The Jets (7-4) are one game out of the AFC East lead, in an even more foreign place with meaningful games ahead in December. They haven't been to the playoffs in 12 years.
“It’s not like it’s an elephant in the room. It’s not like you’re not going to acknowledge it, but none of it matters at the end of the day,” Jets coach Robert Saleh said. "You’ve got to quickly refocus back to what’s important, and what’s important is this moment.”
Mike White stepped in for the Jets at quarterback for the benched Zach Wilson last week and performed with the poise and efficiency of a veteran in just his fourth career start — and first of the season. White went 22 of 28 for 315 yards and three touchdowns in the 31-10 victory over Chicago.
“He comes in and prepares, goes about his business the right way and goes about his preparation the right way," rookie receiver Garrett Wilson said. "You do things like that consistently, you’re going to get it back.”
White already has just one fewer TD pass than Wilson and is two behind Joe Flacco for the team lead.
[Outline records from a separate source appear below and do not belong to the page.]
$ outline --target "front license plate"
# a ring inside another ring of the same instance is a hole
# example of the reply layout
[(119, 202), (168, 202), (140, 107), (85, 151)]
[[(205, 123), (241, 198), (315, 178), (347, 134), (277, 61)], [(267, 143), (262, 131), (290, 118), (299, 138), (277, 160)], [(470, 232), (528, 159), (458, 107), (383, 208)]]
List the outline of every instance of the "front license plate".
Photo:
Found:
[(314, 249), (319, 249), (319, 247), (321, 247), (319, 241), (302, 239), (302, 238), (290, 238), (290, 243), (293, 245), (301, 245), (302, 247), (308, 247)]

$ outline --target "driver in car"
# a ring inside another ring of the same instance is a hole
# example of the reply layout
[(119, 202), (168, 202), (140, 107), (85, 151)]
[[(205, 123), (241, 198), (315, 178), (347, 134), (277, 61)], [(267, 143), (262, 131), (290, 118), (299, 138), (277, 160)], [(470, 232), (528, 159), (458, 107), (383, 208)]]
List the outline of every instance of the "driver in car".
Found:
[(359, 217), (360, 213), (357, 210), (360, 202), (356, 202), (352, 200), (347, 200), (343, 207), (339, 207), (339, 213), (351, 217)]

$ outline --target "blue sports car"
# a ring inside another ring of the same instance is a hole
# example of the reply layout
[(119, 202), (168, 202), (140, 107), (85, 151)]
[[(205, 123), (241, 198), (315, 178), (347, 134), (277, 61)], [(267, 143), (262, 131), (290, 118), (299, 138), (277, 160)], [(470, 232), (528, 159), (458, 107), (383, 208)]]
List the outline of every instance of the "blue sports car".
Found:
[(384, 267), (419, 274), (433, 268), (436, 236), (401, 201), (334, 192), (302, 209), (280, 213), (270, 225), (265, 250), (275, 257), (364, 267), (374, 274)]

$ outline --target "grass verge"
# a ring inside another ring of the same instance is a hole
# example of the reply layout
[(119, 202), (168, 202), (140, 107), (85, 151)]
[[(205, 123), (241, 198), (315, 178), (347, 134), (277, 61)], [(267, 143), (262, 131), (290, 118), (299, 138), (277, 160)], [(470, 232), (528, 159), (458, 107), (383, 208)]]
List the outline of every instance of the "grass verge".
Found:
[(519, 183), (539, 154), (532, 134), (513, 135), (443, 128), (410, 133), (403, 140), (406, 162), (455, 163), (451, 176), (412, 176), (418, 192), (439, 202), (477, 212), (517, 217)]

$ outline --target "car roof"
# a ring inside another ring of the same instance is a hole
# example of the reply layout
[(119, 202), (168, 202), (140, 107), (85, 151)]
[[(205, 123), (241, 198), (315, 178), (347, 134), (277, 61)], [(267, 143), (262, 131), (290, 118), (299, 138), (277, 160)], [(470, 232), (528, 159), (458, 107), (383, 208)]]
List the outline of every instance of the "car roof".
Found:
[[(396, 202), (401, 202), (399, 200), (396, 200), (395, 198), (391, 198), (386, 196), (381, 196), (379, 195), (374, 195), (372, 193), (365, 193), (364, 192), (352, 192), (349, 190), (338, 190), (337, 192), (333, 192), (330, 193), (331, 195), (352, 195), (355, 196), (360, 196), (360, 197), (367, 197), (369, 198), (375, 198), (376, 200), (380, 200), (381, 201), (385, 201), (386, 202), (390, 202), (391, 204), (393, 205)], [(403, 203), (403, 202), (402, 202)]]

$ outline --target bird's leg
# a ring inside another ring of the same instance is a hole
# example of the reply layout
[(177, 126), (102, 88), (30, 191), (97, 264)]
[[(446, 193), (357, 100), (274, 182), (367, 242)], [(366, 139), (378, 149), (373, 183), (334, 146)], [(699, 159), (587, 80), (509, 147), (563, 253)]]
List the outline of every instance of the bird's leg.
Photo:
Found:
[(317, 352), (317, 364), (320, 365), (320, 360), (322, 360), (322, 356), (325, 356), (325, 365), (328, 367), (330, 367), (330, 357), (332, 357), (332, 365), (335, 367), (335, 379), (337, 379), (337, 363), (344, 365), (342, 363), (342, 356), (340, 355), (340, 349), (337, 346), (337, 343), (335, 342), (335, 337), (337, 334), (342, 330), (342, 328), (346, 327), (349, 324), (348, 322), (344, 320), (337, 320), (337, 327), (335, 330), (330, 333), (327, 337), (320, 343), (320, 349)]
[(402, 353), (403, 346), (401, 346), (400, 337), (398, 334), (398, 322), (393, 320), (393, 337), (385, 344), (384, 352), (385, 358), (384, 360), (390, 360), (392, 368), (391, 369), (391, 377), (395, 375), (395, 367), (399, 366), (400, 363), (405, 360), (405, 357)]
Kene Nwangwu returned a kickoff 97 yards for the tying touchdown for the Vikings in the third quarter against the Patriots, his first score of the season after taking two of them all the way as a rookie last year. Special teams coordinator Matt Daniels blamed himself for holding Nwangwu back by overthinking the return schemes. He and assistant Ben Kotwica drew up a new plan on paper at halftime of that game that the Vikings had never practiced before.
“What a breath of fresh air it was to see him take one to the house,” Daniels said. “I know we’ve all been waiting on it.”
The Vikings ought to get a boost for their defensive line with the return of Dalvin Tomlinson, who has missed the last four games with a calf injury. The only previous game he missed in six years in the NFL came last year when he was sidelined by COVID-19.
Tomlinson, whose interior presence and push has contributed to edge rushers Za'Darius Smith and Danielle Hunter combining for 16 1/2 sacks, warmed up before the New England game but was held out as a precaution.
“It was more just about trusting things, making sure the muscles were ready for the pounding you’re going to take during the game," Tomlinson said.
Jets wide receiver Elijah Moore, who requested a trade earlier this season because of a lack of opportunities, has been more involved in the passing attack lately. With White at quarterback, Moore caught his first touchdown pass of the season against the Bears after having five as a rookie last year.
Moore said this week he actually took a ball the day before the game and had a monologue with it — even giving it a kiss for good measure.
“I was like, ‘Damn, you already know how I feel about you,’” Moore said.